Al respecto de la deuda odiosa, en estos últimos días del mes de julio de 2018, se esta reuniendo el denominado grupo de los 20 (El G–20) conformado por Alemania, Canadá, Estados Unidos, Francia, Italia, Japón, Reino Unido, Rusia, Australia, Arabia Saudita, Argentina, Brasil, China, Corea del Sur, India, Indonesia, México, Sudáfrica, Turquía y la Unión Europea; reunión que se realiza en Buenos Aires, Argentina, y que tiene por objeto debatir los temas económicos que le atañen al planeta. Por lo mismo, hemos observado en los diversos medios de comunicación (La Jornada, domingo 22 de julio de 2018) una serie de manifestaciones por parte de la población bonaerense, así como algunos reclamos por las políticas económicas que normalmente se implementan a nivel global, las cuales han ocasionado una mayor afectación a las economías de los ciudadanos comunes, desde luego, en beneficio de las grandes corporaciones internacionales. Por ello, en las manifestaciones se han puesto pancartas al respecto de la “deuda odiosa”, pues es sabido que muchas de las deudas de los Estados no son recursos para beneficio de la población. En palabras de Eduardo Galeano: “Las corporaciones multinacionales, pues, no solo usurpan el crédito interno de los países donde operan a cambio de un aporte de capital bastante discutible, sino que además les multiplican la deuda externa”. (Galeano, Eduardo. Las venas abiertas de América latina. Ciudad de México: siglo XXI editores, 2009).

Pues bien, esas deudas y muchas regulaciones y legislaciones que se imponen en los sistemas jurídicos de los países se realizan atendiendo al beneficio de esas grandes corporaciones, como bien lo sintetiza el profesor italiano Luigi Ferrajoli: “Los poderes económicos privados, los financieros, sobre todo, se desarrollan inevitablemente como poderes ilimitados y salvajes, capaces de condicionar e imponerse, como hoy está sucediendo, a los mismos poderes públicos”. (Ferrajoli, Luigi. Los derechos y sus garantías. Madrid: Trotta, 2016).

Un ejemplo claro de las disposiciones legales–económicas que se imponen desde afuera a los Estados son las denominadas leyes para evitar el lavado de dinero o, también denominado, lavado de activos, que son imposiciones de los organismos internacionales en los Estados, como es el caso mexicano.
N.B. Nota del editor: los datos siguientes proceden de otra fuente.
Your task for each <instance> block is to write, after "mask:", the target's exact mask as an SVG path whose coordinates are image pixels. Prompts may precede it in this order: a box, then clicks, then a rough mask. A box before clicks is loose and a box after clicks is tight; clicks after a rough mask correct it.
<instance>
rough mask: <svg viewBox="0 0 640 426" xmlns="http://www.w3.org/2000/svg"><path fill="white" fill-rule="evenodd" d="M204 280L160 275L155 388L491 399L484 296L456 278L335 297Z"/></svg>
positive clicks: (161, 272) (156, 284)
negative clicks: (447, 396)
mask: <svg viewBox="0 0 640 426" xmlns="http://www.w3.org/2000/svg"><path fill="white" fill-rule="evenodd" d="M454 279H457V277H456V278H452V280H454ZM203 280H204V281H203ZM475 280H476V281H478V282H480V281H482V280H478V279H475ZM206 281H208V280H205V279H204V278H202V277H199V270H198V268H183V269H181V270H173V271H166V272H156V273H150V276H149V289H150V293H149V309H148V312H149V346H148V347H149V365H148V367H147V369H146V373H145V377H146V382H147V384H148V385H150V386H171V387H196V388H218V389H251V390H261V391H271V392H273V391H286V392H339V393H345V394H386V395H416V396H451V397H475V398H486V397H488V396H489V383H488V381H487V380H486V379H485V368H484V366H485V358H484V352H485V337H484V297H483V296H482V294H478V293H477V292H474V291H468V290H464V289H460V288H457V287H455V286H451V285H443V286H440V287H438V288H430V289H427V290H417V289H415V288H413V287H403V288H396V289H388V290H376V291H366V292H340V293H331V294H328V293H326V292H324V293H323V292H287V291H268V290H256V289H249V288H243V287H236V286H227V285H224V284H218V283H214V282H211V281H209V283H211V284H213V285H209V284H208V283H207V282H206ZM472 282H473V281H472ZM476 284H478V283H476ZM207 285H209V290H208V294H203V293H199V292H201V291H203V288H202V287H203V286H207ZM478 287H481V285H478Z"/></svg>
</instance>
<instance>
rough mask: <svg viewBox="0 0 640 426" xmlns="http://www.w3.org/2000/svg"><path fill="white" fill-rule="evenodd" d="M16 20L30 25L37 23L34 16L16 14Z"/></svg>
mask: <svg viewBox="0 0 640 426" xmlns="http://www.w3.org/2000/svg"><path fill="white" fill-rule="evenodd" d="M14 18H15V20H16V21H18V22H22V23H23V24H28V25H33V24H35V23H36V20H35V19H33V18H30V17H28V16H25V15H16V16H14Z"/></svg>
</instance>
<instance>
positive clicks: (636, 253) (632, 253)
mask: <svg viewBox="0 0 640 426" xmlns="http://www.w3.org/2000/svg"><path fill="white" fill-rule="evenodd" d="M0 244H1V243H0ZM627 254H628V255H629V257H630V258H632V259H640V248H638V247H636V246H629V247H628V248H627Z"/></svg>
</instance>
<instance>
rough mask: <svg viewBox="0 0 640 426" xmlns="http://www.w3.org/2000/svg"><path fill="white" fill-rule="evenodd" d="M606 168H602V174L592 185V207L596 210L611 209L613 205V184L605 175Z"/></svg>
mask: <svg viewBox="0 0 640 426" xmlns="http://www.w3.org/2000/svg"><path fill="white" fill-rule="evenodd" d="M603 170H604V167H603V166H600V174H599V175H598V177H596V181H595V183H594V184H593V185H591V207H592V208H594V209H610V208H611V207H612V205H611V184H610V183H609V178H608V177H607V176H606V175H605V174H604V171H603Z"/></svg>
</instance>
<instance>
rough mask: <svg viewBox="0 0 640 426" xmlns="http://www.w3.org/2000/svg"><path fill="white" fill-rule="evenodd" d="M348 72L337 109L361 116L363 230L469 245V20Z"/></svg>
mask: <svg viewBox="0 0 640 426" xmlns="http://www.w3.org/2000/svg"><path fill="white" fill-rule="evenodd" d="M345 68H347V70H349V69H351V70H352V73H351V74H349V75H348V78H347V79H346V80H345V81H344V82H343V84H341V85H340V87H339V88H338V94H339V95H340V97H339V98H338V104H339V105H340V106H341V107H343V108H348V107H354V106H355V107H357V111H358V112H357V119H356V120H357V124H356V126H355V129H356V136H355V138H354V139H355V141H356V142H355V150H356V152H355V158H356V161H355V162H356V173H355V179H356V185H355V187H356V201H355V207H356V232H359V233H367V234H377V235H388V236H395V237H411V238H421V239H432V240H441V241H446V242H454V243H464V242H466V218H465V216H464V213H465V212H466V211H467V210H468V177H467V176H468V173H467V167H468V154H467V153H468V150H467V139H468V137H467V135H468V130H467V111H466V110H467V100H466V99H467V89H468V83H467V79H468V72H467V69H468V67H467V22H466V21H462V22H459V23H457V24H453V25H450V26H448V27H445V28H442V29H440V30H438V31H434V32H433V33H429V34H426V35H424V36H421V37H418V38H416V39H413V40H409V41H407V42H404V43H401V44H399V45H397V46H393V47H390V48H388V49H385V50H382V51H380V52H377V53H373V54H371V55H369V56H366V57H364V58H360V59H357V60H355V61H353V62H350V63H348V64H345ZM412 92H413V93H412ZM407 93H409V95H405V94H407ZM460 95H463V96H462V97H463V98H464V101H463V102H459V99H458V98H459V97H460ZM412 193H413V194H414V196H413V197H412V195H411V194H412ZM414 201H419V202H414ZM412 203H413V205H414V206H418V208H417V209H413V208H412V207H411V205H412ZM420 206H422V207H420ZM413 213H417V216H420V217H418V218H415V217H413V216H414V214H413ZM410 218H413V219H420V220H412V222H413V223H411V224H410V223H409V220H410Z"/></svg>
El objetivo de esta regulación sostiene expresamente: “Proteger el sistema financiero y la economía nacional, estableciendo medidas y procedimientos para prevenir y detectar actos u operaciones que involucren recursos de procedencia ilícita”. Por ello, se aplican esta serie de medidas legislativas que provocan mayores cargas administrativas a los particulares comunes y abonan poco al combate mundial contra ese tipo de practicas ilícitas, puesto que, incluso, es algo que sale, desafortunadamente, del control de las propias naciones.

Es evidente que todo el panorama actual, de marchas y protestas en contra del denominado G–20, tiene una razón: que las decisiones y determinaciones que se concluyen en esas reuniones en poco benefician a la población mundial, como recuerda Daniel Innerarity (La política en tiempos de indignación. Barcelona: Galaxia Gutenberg, 2015) respecto a los reclamos de los denominados “indignados” españoles de 2011: “Nuestros sueños, no caben en vuestras urnas”. Y los que participan y toman las decisiones en esas reuniones nadie los eligió, pero resulta que toman medidas para todos, en particular para seguir endeudando a todo el planeta con “deudas odiosas”.